Bruin gymnasts experienced a minor return to normalcy this weekend.
Upon arriving at the Jon M. Huntsman Center by bus, No. 13 UCLA gymnastics (4-1, 3-1 Pac-12) was greeted by close friends and family who had flown out to support the team in Salt Lake City.
Roughly 60 fans, dressed in various shades of Bruin blue, filed into the arena’s bright red seats and, as soon as UCLA’s gymnasts had been introduced, started a chant in support of their Bruins before being drowned out by the bass of the Red Rocks’ introduction video.
Any other season, none of this would be news, but this year, the Bruins’ 197.225-197.100 loss to the Utes marked the first time the team experienced any sort of support from the stands.
Friday’s meet was also the first time UCLA’s freshmen got to compete in front of a non-team audience in their college careers.
Freshman Chae Campbell – crowned the Pac-12 Freshman of the Week after her 39.425 all-around performance – cherished the opportunity to experience a more typical NCAA gymnastics meet.
“It was a lot of fun,” Campbell said. “I was so excited to actually see people in the audience – that was amazing. They were so cute and supportive. I got to experience a little bit of normalcy and what it could be like in non-COVID times.”
The Pac-12 has prohibited fans at all conference sporting events but allows programs to decide family member attendance policies based on local public health guidelines. Utah allows family and friends of gymnasts to partially fill the empty seats.
While UCLA has become accustomed to finding its own energy and competitiveness without spectators cheering them on, junior Margzetta Frazier said the team welcomed having someone to perform for.
“Having someone to look at when you’re doing a floor routine made everything feel normal,” Frazier said. “Even though there were only a few speckles of blue in those red seats, it really does mean the world to me. It meant the world to us to have our families and close friends here who flew all the way out just to see us compete.”
The gymnasts embraced the opportunity, dancing with their supporters on various occasions and stopping to wave on their way out of the arena.
In one instance, freshmen Sara Ulias and Frida Esparza synced up their side-step dancing with a group of fans, and coach Chris Waller stayed on the floor post-meet to chat with someone in the stands.
Waller said despite being used to the 3,500-person crowds of Pauley Pavilion, the few dozen fans in the arena made their presence felt.
“(It’s all) about perspective,” Waller said. “At UCLA, if we don’t have 8,000 fans, we’re like, ‘Oh there’s not enough people; there’s not enough energy.’ Now, we get 60 close friends in the arena and you feel like the entire thing is sold out.
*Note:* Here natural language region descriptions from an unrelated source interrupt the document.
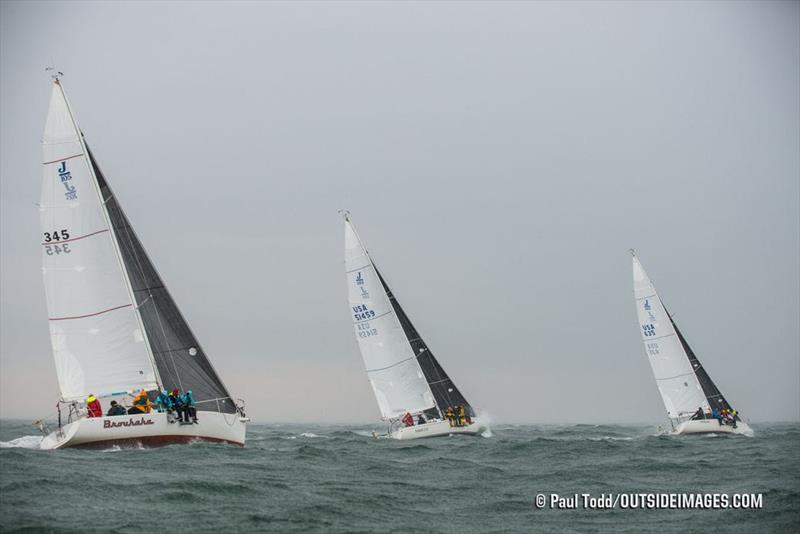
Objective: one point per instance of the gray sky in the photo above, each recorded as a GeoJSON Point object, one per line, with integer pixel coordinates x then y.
{"type": "Point", "coordinates": [498, 159]}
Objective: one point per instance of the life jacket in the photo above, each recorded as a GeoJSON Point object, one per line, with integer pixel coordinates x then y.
{"type": "Point", "coordinates": [141, 402]}
{"type": "Point", "coordinates": [408, 420]}
{"type": "Point", "coordinates": [93, 407]}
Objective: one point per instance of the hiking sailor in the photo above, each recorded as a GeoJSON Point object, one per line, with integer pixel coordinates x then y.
{"type": "Point", "coordinates": [93, 406]}
{"type": "Point", "coordinates": [141, 404]}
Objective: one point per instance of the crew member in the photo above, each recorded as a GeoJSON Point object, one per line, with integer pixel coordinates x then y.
{"type": "Point", "coordinates": [449, 415]}
{"type": "Point", "coordinates": [116, 409]}
{"type": "Point", "coordinates": [408, 420]}
{"type": "Point", "coordinates": [93, 406]}
{"type": "Point", "coordinates": [189, 410]}
{"type": "Point", "coordinates": [141, 404]}
{"type": "Point", "coordinates": [162, 401]}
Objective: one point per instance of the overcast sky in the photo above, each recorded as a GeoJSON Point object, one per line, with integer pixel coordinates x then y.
{"type": "Point", "coordinates": [498, 159]}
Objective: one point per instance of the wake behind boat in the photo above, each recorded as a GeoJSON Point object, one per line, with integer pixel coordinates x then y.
{"type": "Point", "coordinates": [414, 393]}
{"type": "Point", "coordinates": [694, 403]}
{"type": "Point", "coordinates": [115, 331]}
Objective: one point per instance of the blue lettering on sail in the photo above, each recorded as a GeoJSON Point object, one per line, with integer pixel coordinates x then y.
{"type": "Point", "coordinates": [360, 285]}
{"type": "Point", "coordinates": [648, 309]}
{"type": "Point", "coordinates": [66, 177]}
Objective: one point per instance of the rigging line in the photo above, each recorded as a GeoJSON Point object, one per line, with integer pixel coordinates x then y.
{"type": "Point", "coordinates": [62, 159]}
{"type": "Point", "coordinates": [373, 318]}
{"type": "Point", "coordinates": [359, 269]}
{"type": "Point", "coordinates": [390, 366]}
{"type": "Point", "coordinates": [676, 376]}
{"type": "Point", "coordinates": [657, 337]}
{"type": "Point", "coordinates": [101, 312]}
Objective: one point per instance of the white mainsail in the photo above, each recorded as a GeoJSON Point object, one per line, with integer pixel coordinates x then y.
{"type": "Point", "coordinates": [392, 367]}
{"type": "Point", "coordinates": [98, 341]}
{"type": "Point", "coordinates": [680, 389]}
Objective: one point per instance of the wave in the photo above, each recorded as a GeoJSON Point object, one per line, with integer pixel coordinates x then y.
{"type": "Point", "coordinates": [24, 442]}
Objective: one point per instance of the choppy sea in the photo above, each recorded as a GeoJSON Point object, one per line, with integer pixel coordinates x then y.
{"type": "Point", "coordinates": [340, 479]}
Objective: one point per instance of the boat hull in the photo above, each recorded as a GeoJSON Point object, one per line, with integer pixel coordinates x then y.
{"type": "Point", "coordinates": [153, 429]}
{"type": "Point", "coordinates": [712, 426]}
{"type": "Point", "coordinates": [437, 428]}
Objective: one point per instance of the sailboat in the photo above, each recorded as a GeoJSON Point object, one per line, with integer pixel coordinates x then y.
{"type": "Point", "coordinates": [114, 328]}
{"type": "Point", "coordinates": [414, 393]}
{"type": "Point", "coordinates": [690, 396]}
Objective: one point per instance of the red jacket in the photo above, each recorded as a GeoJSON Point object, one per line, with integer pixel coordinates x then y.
{"type": "Point", "coordinates": [95, 410]}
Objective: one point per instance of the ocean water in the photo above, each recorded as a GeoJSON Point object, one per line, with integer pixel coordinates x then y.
{"type": "Point", "coordinates": [339, 479]}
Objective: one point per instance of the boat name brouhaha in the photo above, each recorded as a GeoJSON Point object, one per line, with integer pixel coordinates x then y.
{"type": "Point", "coordinates": [132, 422]}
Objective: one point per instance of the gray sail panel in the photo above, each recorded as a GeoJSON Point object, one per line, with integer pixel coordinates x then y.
{"type": "Point", "coordinates": [710, 390]}
{"type": "Point", "coordinates": [180, 359]}
{"type": "Point", "coordinates": [444, 390]}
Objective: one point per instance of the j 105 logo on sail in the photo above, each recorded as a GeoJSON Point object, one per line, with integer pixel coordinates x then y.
{"type": "Point", "coordinates": [648, 309]}
{"type": "Point", "coordinates": [360, 284]}
{"type": "Point", "coordinates": [66, 177]}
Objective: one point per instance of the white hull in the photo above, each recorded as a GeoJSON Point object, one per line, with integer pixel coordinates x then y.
{"type": "Point", "coordinates": [708, 426]}
{"type": "Point", "coordinates": [437, 428]}
{"type": "Point", "coordinates": [151, 429]}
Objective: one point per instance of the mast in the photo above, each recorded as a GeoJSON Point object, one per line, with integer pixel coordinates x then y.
{"type": "Point", "coordinates": [87, 160]}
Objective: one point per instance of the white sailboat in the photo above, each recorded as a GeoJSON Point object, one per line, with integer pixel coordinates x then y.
{"type": "Point", "coordinates": [114, 327]}
{"type": "Point", "coordinates": [408, 381]}
{"type": "Point", "coordinates": [690, 396]}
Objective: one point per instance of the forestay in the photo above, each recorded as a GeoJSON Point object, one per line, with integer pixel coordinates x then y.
{"type": "Point", "coordinates": [392, 367]}
{"type": "Point", "coordinates": [98, 342]}
{"type": "Point", "coordinates": [680, 389]}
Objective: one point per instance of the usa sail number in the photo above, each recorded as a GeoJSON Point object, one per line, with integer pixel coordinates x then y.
{"type": "Point", "coordinates": [362, 313]}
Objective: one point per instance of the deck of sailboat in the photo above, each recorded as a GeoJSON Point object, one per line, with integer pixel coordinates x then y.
{"type": "Point", "coordinates": [149, 430]}
{"type": "Point", "coordinates": [437, 429]}
{"type": "Point", "coordinates": [712, 426]}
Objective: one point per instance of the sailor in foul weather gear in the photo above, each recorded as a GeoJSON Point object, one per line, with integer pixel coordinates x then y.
{"type": "Point", "coordinates": [408, 420]}
{"type": "Point", "coordinates": [162, 401]}
{"type": "Point", "coordinates": [188, 405]}
{"type": "Point", "coordinates": [449, 415]}
{"type": "Point", "coordinates": [141, 404]}
{"type": "Point", "coordinates": [93, 406]}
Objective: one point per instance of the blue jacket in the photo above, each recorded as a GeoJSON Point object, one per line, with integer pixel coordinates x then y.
{"type": "Point", "coordinates": [163, 402]}
{"type": "Point", "coordinates": [187, 399]}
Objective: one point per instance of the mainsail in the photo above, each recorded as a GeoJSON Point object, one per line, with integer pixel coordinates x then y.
{"type": "Point", "coordinates": [684, 384]}
{"type": "Point", "coordinates": [404, 374]}
{"type": "Point", "coordinates": [114, 325]}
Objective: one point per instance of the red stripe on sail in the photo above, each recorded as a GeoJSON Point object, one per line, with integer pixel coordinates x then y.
{"type": "Point", "coordinates": [56, 242]}
{"type": "Point", "coordinates": [89, 314]}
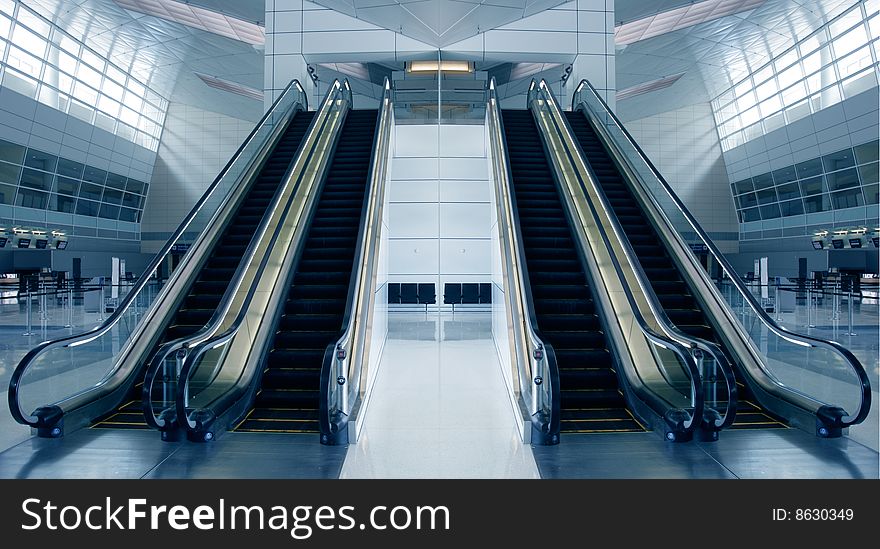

It was amazing.”
Along with starting various UCLA chants throughout the meet, the fans initiated an 8-clap once the Bruins got off the bus, and helped the gymnasts to a season-high score per Waller.
With their next three meets in California, the Bruins may go another month before competing in front of spectators again.
Waller said he’s proud of how his team has adjusted and handled irregularities caused by the COVID-19 pandemic.
“We adjusted really well to not having fans,” Waller said. “I don’t know if they’ll ever be used to it. I hope we don’t get used to it. But the team has done a great job of relying on each other, and we’ve set out to do that since the beginning.”
And, even with their friends and family in the same building, COVID-19 protocols sent one more reminder that normalcy isn’t back just yet.
“More than anything in the world, I just want to hug them and thank them,” Frazier said. “Unfortunately, we have to do that from a distance. But still, I know it meant everything to me, and it meant everything to the girls.”